Under successive military and civilian administrations since that the time the pendulum of reform has swung between enhanced autonomy of local governments and strict control by state governments. The tension between these wings has led to reversal of much of the gains of reforms. Military regimes in the post 1983 and 1999 period exhibited little interest to empower local governments. Thus, the high expectations formed about the positive role that local governments could play in national development began to wane.
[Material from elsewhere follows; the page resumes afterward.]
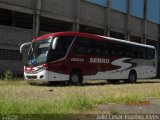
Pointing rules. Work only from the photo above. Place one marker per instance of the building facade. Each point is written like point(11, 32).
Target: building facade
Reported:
point(22, 20)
The return to civil democratic rule in May 1999 provided fresh opportunity to restore confidence in democratic governance at all levels of government. With respect to local governance, the opportunities included the constitutional guarantee of a democratic system of local government that signalled new restraint on the propensity of state governments to unilaterally and arbitrary control, suspend or dismiss elected local government councils, the improvement of the revenue situation by passing a law to make it criminal offence for state governments to make un-approved deductions from the statutory allocations to local governments from the Federation Account, while fiscal transfers to local governments are published monthly to encourage transparency and accountability, among other initiatives, all of which raised the prospect of improved capability to deliver services and execute projects more effectively at the local level.
This prospect has been reinforced by the World Bank and other donor agencies like the USAID, DFID and EU re-engaging with Nigeria with a view to assisting the country to acquire the diagnostic tools, technical skills and financial resources to revamp governance at the three levels of government.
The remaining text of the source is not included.